There is a possibility that I will be getting 2 clownfish in the very near future. A possibility. If I do get these 2 clownfish (which I do not have alot of information about yet), then I am going to need to move my 2 Damselfish out of my 30 gallon Saltwater tank.

I will not kill the fish no matter how this all goes down. I will either take the Damsels to my LFS (like my original plan), or I will give them to my brother who doesn't have any Saltwater experience. Here is my question. If my brother got these fish from me, he wouid put them in a 10 gallon tank. I am wondering what kind of filtration he would need for the 10 gallon tank for it to be good enough for the Damselfish. Kind of like a minimum setuo.

What do you guys think? I may just take the Damsels to the LFS, or I may not even get the Clownfish to begin with, but I am wanting to know ahead of time.

Thanks guys!

small fry,


----------



## bettababy (Oct 12, 2006)

2 damsels in a 10 gallon tank, if they are very small, would be temporary. Most species of damsels get quite large (3 - 5 inches) at full grown. It would help to know what species of damsels they are??

The other warning is the 10 gallon tank... keeping a saltwater environment stable in 10 gallons is very difficult (and time consuming) and not something I would suggest for a beginner.


----------



## small fry (Oct 14, 2010)

Good points. My brother is pretty responsible when it comes to water changes, but he really don't have any saltwater experience.

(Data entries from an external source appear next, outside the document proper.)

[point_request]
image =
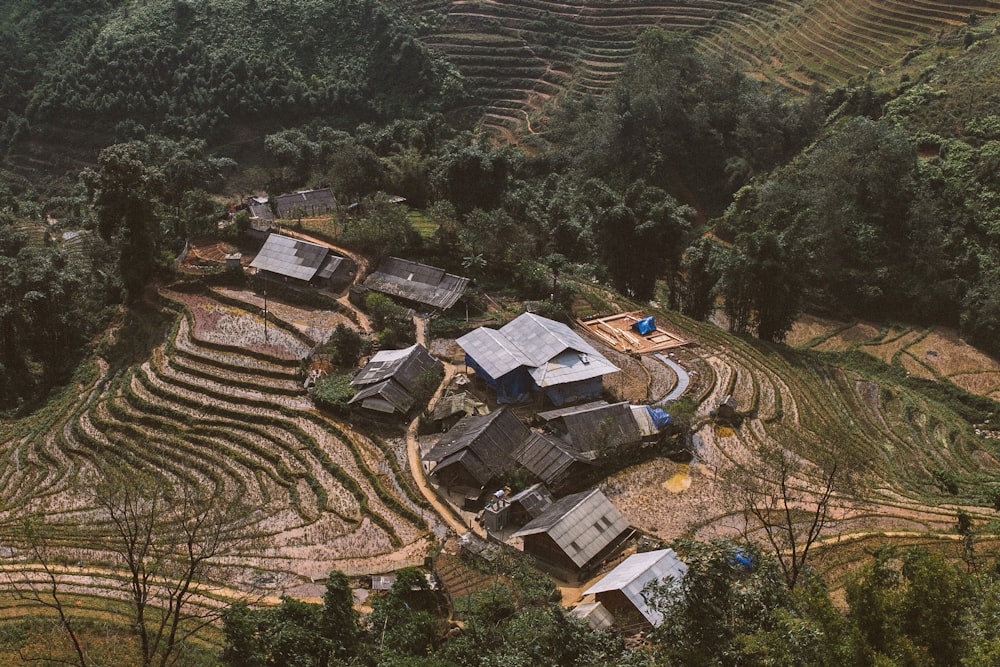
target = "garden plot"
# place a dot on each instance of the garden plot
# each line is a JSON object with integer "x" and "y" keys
{"x": 227, "y": 325}
{"x": 314, "y": 323}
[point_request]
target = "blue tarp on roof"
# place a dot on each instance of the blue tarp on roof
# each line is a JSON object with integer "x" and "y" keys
{"x": 645, "y": 325}
{"x": 660, "y": 417}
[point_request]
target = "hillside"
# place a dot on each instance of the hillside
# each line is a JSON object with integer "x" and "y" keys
{"x": 519, "y": 57}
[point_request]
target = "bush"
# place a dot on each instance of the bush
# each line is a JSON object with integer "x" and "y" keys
{"x": 333, "y": 392}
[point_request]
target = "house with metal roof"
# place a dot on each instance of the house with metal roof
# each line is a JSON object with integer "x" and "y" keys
{"x": 556, "y": 464}
{"x": 417, "y": 284}
{"x": 575, "y": 533}
{"x": 594, "y": 429}
{"x": 477, "y": 451}
{"x": 390, "y": 382}
{"x": 621, "y": 591}
{"x": 289, "y": 259}
{"x": 535, "y": 354}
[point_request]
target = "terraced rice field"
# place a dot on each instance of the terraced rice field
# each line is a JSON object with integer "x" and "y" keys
{"x": 214, "y": 406}
{"x": 794, "y": 399}
{"x": 519, "y": 57}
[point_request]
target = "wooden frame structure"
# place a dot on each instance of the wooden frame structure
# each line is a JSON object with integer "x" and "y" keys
{"x": 616, "y": 331}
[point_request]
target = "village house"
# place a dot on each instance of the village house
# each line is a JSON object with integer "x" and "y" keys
{"x": 554, "y": 463}
{"x": 534, "y": 354}
{"x": 302, "y": 263}
{"x": 621, "y": 590}
{"x": 391, "y": 382}
{"x": 477, "y": 452}
{"x": 574, "y": 534}
{"x": 417, "y": 285}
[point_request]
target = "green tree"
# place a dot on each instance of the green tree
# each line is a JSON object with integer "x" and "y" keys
{"x": 641, "y": 233}
{"x": 124, "y": 190}
{"x": 911, "y": 608}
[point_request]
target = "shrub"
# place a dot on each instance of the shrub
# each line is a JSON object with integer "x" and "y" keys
{"x": 333, "y": 392}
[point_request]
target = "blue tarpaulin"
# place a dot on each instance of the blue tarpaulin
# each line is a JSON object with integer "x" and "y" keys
{"x": 645, "y": 325}
{"x": 660, "y": 417}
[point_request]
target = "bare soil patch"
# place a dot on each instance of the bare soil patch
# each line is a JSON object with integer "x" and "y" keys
{"x": 849, "y": 337}
{"x": 948, "y": 354}
{"x": 985, "y": 384}
{"x": 810, "y": 327}
{"x": 887, "y": 351}
{"x": 914, "y": 367}
{"x": 220, "y": 323}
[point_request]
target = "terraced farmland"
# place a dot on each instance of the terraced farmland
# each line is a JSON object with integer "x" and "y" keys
{"x": 213, "y": 413}
{"x": 911, "y": 441}
{"x": 519, "y": 56}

Well, the Clowns I was going to get died in the care of the owner. Oh well. I forgot to mention that the Damsels are a Humbug (aka 3 stripe), and a Blue Devil (aka "blue") damselfish. Maybe abit much for someone who doesn't have alot of personal experience. I wouldn't stock a tank more than that, though, if it were me taking care of the fish.

Anyway, if this happends again, I believe I can get my LFS to take them now. I ran in for another visit today, and it seems like I am becoming more and more valued as a customer, as hard as that is to believe. I could go on and on about how much I love my LFS, but for now I will not.

Thank you bettababy for your imput!


----------